Я жила в странную эпоху. Когда я встретила Франца, эта эпоха как раз завершилась. Теперь я не читаю газет и, если не считать служащего в окошке банка, не знаю ни одного человека, с кем можно было бы перемолвиться хоть словом. Оттого мне и не известно, каков нынешний взгляд на означенную эпоху и как о ней говорят. Однако я не могу себе представить, что сегодня хоть кто-нибудь понимает, каким образом шайке бандитов под прикрытием международного освободительного движения удалось создать герметичный заслон между всем восточноевропейским материком, включая внутренние водоемы, некоторые прибрежные острова и оккупированные территориальные воды, и остальным миром, а также выдать себя за легальное правительство соответствующих стран. Все это произошло в результате войны, которую развязала и проиграла отечественная, то есть немецкая, шайка бандитов. В число победителей входила некая западноазиатская республика, где известная бандитская шайка вот уже несколько десятилетий
В юности я прочитала книгу, заглавие которой состояло из года — тысяча девятьсот какого-то, — и в этой книге переживаемое нами состояние было описано довольно похоже, только у нас все происходило еще глупее, — видимо, сообразно глупости самих организаторов. К счастью, я позабыла многое из этого сорокалетнего периода. Да все было слишком абсурдно, чтобы запоминаться. Мне полагалось этот отрезок истории знать наизусть, как названия костей или названия мест раскопок, чем я так и так занималась, а главное — интересовалась. Кто привык, как и я, мыслить сотнями миллионов лет, тому легче воспринимать ту шайку с ее сорока годами правления как обреченную на смерть мутацию, чье существование в мировой истории заняло не больше времени, чем требуется брахиозавру для одного-единственного шага. Смело заявляю, что быт и нравы той эпохи наблюдала преимущественно как естествоиспытатель, одновременно изучая со всем вниманием собственную реакцию на лишенные логики и опасные для выживания вида условия, и время от времени даже делая записи, от чего мне теперь ни жарко ни холодно, поскольку я не могу читать, а следовательно не впаду в искушение и ради пустого любопытства не сведу на нет свою многолетнюю работу над забвением.
Как и всякая судьба в Восточной Европе, моя судьба была подчинена абсурдному произволу и дичайшим образом переломана. Помимо брахиозавра наш музей обладал одним из лучших в мире собраний динозавров вообще. У нас были выставлены дикреозавр, дизалотозавр, кентрурозавр, платеозавр, брадизавр, но самое главное — у нас в музее была доисторическая птица, изумительная и драгоценная доисторическая птица.
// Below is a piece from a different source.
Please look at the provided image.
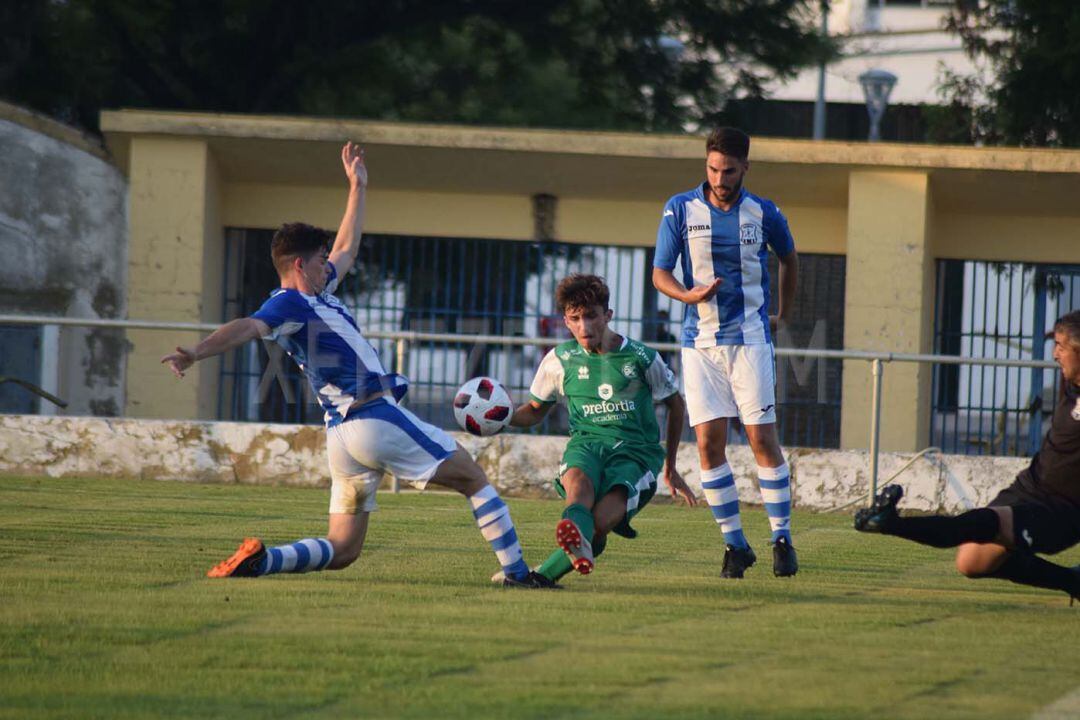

А меня, жаждавшую быть поклонницей и первооткрывательницей этой птицы, превратили в ее прислугу. Мне разрешалось за ней следить, отыскивая ломкие участки ее тела, но не разрешалось отправиться к ее сестрам и братьям в Монтану, Нью-Джерси, в Коннектикут или в долину реки Ред-Дир. Мне нельзя было посмотреть на странные, похожие на птичьи, следы, которые Плиний Моуди из Саут-Хадли, штат Массачусетс, обнаружил у себя в саду еще в самом начале двадцатого века. Мне нельзя было также и участвовать в конгрессах, где я могла повстречать людей, все это видевших.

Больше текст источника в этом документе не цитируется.